Kinect Sports Rivals Preseason – First Impressions


Over the past week I have gotten the chance to play several Xbox One game demos in advance of the November 22nd launch date of the Xbox One itself at an event here in Toronto. Many of my experiences were fairly shallow on non-full versions of games, but with vertical slices of gameplay and repeated stress tests. Kinect Sports Rivals Preseason was one of such games I have gotten a chance to get my hands on, and here is what I thought about it.

Kinect Sports Rivals Gameplay: More Precise Control, But…

The Kinect is bundled in with each Xbox One not just for ease of access with the home entertainment arena, but to play games with. Kinect Sports Rivals was supposed to be one of those Day 1 launch titles that would further illustrate why the device was necessary, but instead we are left with a preseason taste in wake riding. It is the one of six available sports to play when the full game launches in Spring of 2014.

The command layout is simple: raise your hand to start, place your arms with clinched fists to accelerate forward and move your arms forward on the right to turn left and your left arm forward to turn to the right. It doesn’t take rock science (or Geology, as I like to refer to it) to play the game.

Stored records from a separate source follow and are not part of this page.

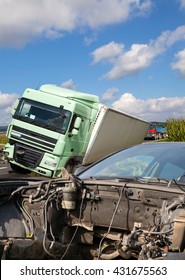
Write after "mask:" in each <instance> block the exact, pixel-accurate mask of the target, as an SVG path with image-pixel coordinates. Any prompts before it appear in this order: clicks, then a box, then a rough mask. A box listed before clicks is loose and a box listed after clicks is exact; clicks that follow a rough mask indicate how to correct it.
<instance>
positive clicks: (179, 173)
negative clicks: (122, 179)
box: [79, 144, 185, 180]
mask: <svg viewBox="0 0 185 280" xmlns="http://www.w3.org/2000/svg"><path fill="white" fill-rule="evenodd" d="M184 159H185V147H184V145H182V146H181V145H178V144H174V145H170V144H166V145H163V144H161V145H160V144H154V145H152V144H151V145H147V144H145V145H142V144H141V145H137V146H135V147H131V148H127V149H125V150H122V151H120V152H118V153H115V154H113V155H110V156H108V157H107V158H105V159H102V160H100V161H99V162H97V163H95V164H93V165H92V166H91V167H89V168H87V169H86V170H83V171H82V172H81V173H80V174H79V177H80V178H81V179H85V178H91V177H92V178H98V177H99V178H101V177H102V179H103V178H110V177H112V178H120V177H133V176H134V177H142V178H152V177H155V178H161V179H166V180H171V179H176V180H177V179H179V178H180V177H181V176H183V174H185V160H184Z"/></svg>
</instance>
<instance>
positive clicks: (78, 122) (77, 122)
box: [72, 117, 82, 135]
mask: <svg viewBox="0 0 185 280" xmlns="http://www.w3.org/2000/svg"><path fill="white" fill-rule="evenodd" d="M81 122H82V119H81V118H80V117H77V118H76V120H75V122H74V125H73V129H72V135H77V134H78V131H79V128H80V125H81Z"/></svg>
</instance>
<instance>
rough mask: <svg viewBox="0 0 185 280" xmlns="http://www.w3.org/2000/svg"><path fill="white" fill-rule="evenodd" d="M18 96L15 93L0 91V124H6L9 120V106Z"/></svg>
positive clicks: (9, 113)
mask: <svg viewBox="0 0 185 280" xmlns="http://www.w3.org/2000/svg"><path fill="white" fill-rule="evenodd" d="M19 97H20V96H19V95H18V94H16V93H12V94H9V93H1V92H0V126H6V125H8V124H9V123H10V121H11V117H12V116H11V108H12V106H13V104H14V102H15V100H16V99H17V98H19Z"/></svg>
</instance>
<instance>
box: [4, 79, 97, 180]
mask: <svg viewBox="0 0 185 280" xmlns="http://www.w3.org/2000/svg"><path fill="white" fill-rule="evenodd" d="M98 105H99V98H98V96H96V95H92V94H87V93H81V92H77V91H73V90H69V89H65V88H61V87H58V86H55V85H42V86H41V87H40V88H39V89H38V90H34V89H30V88H27V89H26V90H25V92H24V93H23V95H22V97H21V98H20V99H19V100H17V101H16V103H15V105H14V107H13V109H12V121H11V123H10V124H9V126H8V129H7V133H6V135H7V138H8V143H7V144H6V145H5V149H4V152H5V155H6V157H7V158H8V161H9V163H10V165H11V167H12V169H13V170H16V171H18V170H20V171H24V172H36V173H38V174H40V175H42V176H46V177H51V178H55V177H59V176H60V175H61V168H62V167H65V168H67V169H70V168H71V166H74V165H77V164H78V162H79V163H80V162H81V161H82V158H83V156H84V154H85V151H86V148H87V145H88V142H89V138H90V135H91V131H92V129H93V125H94V122H95V119H96V115H97V111H98ZM69 171H70V170H69Z"/></svg>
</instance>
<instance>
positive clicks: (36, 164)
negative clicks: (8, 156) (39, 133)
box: [14, 143, 43, 168]
mask: <svg viewBox="0 0 185 280" xmlns="http://www.w3.org/2000/svg"><path fill="white" fill-rule="evenodd" d="M42 157H43V152H41V151H38V150H36V149H34V150H33V149H32V148H30V147H27V146H24V145H20V144H17V143H16V144H15V150H14V159H15V161H16V162H17V163H20V164H22V165H24V166H27V167H30V168H35V167H37V166H38V165H39V163H40V161H41V160H42Z"/></svg>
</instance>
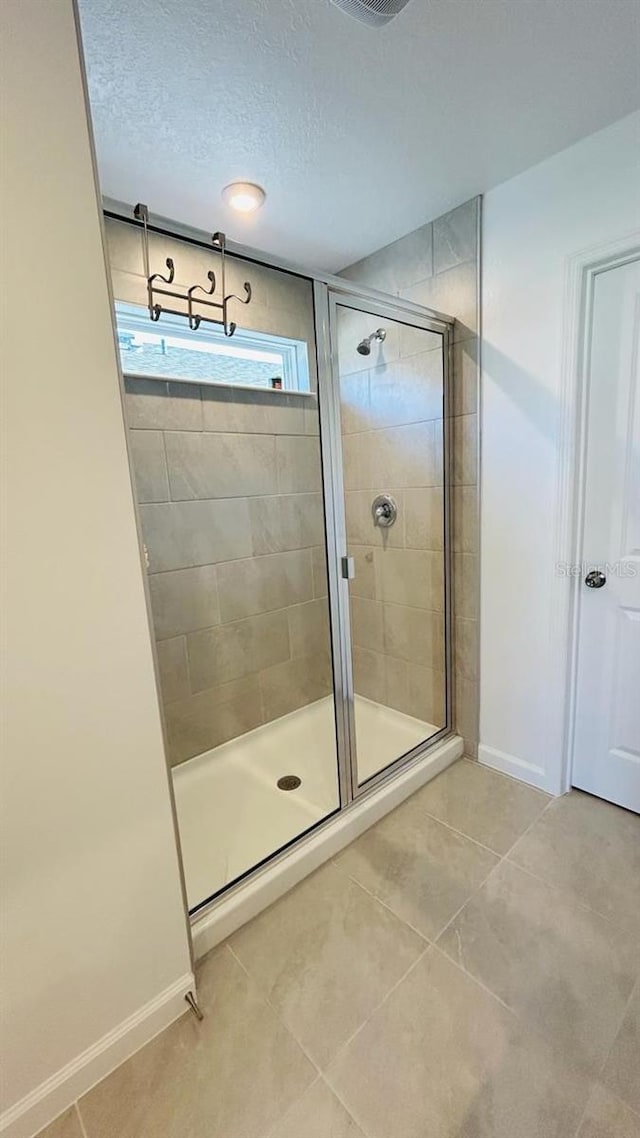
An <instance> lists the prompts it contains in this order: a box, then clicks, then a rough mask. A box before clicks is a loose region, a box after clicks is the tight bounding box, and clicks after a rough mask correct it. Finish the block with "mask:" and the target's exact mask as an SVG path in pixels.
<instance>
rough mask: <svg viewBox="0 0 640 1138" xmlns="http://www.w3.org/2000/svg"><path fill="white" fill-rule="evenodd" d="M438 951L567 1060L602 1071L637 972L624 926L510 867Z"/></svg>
mask: <svg viewBox="0 0 640 1138" xmlns="http://www.w3.org/2000/svg"><path fill="white" fill-rule="evenodd" d="M438 947H440V948H442V950H443V951H445V953H446V954H448V955H449V956H450V957H451V958H452V959H453V960H454V962H456V963H457V964H459V965H460V966H461V967H463V968H465V970H466V971H467V972H469V973H470V974H471V975H473V976H475V978H476V979H477V980H479V981H481V983H483V984H484V986H485V987H487V988H489V989H490V990H491V991H492V992H494V993H495V995H497V996H499V997H500V999H502V1000H503V1001H504V1003H506V1004H507V1005H508V1006H509V1007H510V1008H512V1009H514V1011H515V1012H516V1013H517V1014H518V1015H519V1016H520V1017H522V1019H523V1020H524V1021H526V1022H527V1023H528V1024H531V1025H532V1026H533V1028H534V1029H535V1030H536V1031H538V1033H539V1034H540V1036H541V1037H544V1039H545V1040H548V1042H549V1044H550V1046H552V1047H553V1048H556V1049H557V1050H558V1052H559V1053H560V1054H563V1053H564V1052H567V1053H568V1054H571V1055H572V1056H573V1058H574V1061H575V1062H576V1063H579V1064H580V1065H581V1066H583V1067H584V1069H585V1071H588V1072H590V1073H591V1074H593V1075H596V1074H597V1073H598V1072H599V1071H600V1069H601V1065H602V1063H604V1062H605V1059H606V1057H607V1055H608V1053H609V1049H610V1047H612V1044H613V1041H614V1039H615V1036H616V1031H617V1029H618V1026H620V1023H621V1020H622V1016H623V1015H624V1009H625V1007H626V1004H627V1001H629V997H630V995H631V991H632V989H633V983H634V979H635V973H637V968H638V946H637V943H635V940H634V939H633V938H632V937H630V935H629V934H627V933H625V932H622V931H621V930H620V929H618V927H617V925H614V924H612V922H609V921H607V920H606V918H605V917H601V916H599V915H598V914H597V913H593V912H591V910H590V909H586V908H584V907H582V906H579V905H575V904H574V902H573V901H572V900H571V899H567V896H566V894H565V893H564V892H561V891H560V890H557V889H555V888H552V887H551V885H547V884H545V883H543V882H541V881H539V880H538V879H536V877H532V876H531V875H530V874H528V873H525V872H524V871H523V869H519V868H518V867H517V866H515V865H511V864H510V863H509V861H502V863H501V864H500V865H499V866H498V868H497V869H494V871H493V873H492V874H491V875H490V877H489V879H487V881H486V882H485V883H484V885H483V887H482V889H481V890H479V891H478V892H477V893H476V894H475V896H474V897H473V898H471V899H470V900H469V901H468V902H467V905H466V906H465V908H463V909H462V912H461V913H459V914H458V916H457V917H456V920H454V921H453V922H452V923H451V924H450V925H449V927H448V929H446V930H445V931H444V933H443V934H442V937H441V938H440V940H438ZM639 1070H640V1069H639Z"/></svg>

What it does take, however, is patience. I have limited experience with Kinect 1.0 that was introduced during the Xbox 360’s life cycle, but almost each game I played using the device was hot garbage. With Kinect Sports Rivals, racing along the waves felt more precise using the Kinect 2.0 device. The subtlety of adjusting the arms to turn was noticeable, as slight maneuvers were achievable.

That is to say, they were achievable over repeated plays. Starting out the first time, the layout of the map meant that you would be crashing into objects near the finish line to end up in 7th place instead of 2nd. Lack of reversing means any time you are slowed into a corner, you explode and are reset along the course. Patience is a virtue, but for a game aimed at a casual and younger audience it is understandable if kids playing this game could become frustrated on their first encounter.

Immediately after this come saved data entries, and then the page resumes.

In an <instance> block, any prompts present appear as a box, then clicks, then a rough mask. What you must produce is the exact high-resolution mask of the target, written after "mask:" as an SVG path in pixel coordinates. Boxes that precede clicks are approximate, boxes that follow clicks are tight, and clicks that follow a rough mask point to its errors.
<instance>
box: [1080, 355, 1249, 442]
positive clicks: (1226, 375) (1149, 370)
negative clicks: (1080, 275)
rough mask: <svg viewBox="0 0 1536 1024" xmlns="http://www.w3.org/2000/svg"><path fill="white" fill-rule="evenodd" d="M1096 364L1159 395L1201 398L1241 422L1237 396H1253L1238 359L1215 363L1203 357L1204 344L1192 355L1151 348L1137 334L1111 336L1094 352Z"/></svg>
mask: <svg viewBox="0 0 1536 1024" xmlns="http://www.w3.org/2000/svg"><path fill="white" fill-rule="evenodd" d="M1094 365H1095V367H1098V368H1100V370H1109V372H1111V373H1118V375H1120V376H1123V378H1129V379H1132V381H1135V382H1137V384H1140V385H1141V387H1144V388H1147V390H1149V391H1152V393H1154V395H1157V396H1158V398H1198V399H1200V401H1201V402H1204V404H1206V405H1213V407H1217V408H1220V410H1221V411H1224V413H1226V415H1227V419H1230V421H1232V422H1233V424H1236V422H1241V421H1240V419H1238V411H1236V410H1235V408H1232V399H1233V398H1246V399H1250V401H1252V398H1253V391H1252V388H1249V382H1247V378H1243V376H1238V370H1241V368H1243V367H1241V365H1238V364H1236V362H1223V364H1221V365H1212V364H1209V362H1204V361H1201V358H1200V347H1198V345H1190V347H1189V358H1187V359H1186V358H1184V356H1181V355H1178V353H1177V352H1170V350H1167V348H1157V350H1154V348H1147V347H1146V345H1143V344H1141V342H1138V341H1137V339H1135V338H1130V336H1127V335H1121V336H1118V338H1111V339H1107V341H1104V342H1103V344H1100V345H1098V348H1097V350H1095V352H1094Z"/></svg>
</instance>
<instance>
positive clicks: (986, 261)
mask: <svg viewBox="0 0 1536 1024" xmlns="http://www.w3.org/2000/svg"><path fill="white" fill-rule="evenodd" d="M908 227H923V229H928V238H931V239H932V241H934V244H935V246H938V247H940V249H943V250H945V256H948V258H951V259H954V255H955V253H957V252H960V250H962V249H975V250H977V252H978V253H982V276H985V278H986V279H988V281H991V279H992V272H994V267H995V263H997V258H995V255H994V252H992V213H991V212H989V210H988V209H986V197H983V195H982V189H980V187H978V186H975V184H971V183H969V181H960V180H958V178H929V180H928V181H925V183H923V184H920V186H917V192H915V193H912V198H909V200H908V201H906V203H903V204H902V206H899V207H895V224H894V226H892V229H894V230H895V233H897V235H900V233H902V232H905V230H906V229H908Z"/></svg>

Kinect Sports Rivals Visuals: Stylized, Well-Functioning Environments

Kinect Sports Rivals Preseason will launch at 1080p, but at 30 FPS. While it would have been better, obviously, if the game were at 60 FPS, but the frame rate is virtually locked-in at 30. Even among explosions, crashing waves, screen splashes and high-volume moments in races, I could not see any noticeable slowdowns in gameplay.

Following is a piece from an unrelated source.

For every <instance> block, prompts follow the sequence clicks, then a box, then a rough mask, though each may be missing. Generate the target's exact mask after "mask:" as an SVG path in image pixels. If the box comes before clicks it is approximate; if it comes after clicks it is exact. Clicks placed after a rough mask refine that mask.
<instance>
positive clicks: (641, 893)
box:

Additionally, the cartoonish nature of Kinect Sports Rivals was a welcome look for the Xbox One. So many of the console’s launch titles are grimdark, brown-and-bloom and generally mature in their visual nature, but this Kinect-utilized game showcased a variety of bright colors in a tropical setting. It is nice for Microsoft to bring wake racing for the Xbox One for free at launch, even if it is not a full game in of itself.

Kinect Sports Rivals Preseason Final Thoughts

Seeing as it is free, I can’t help but recommending picking up Kinect Sports Rivals Preseason at launch. It’s a commitment-free experience into a full Kinect game, and will help you get used to the controls ahead of upcoming Xbox One games with similar control schemes, such as Swery65’s D4.

That said, the controls are still Kinect-based, and will never truly mimic the intended control scheme of a D-pad or analog stick. You can get better and better with time at moving around on a virtual Sea-Doo, but I feel this particular sport would be better suited for control-based play.

I only got to play one of six sports, however. The others include soccer, tennis, bowling, rock climbing and target shooting, all of which ideologically make sense with using only your body as a controller in tandem with the Xbox One’s Kinect. More fun is on its way next year, but after about 30-60 minutes with the Kinect Sports Rival Preseason trial it became quite boring quickly. Kudos to you if you can last longer.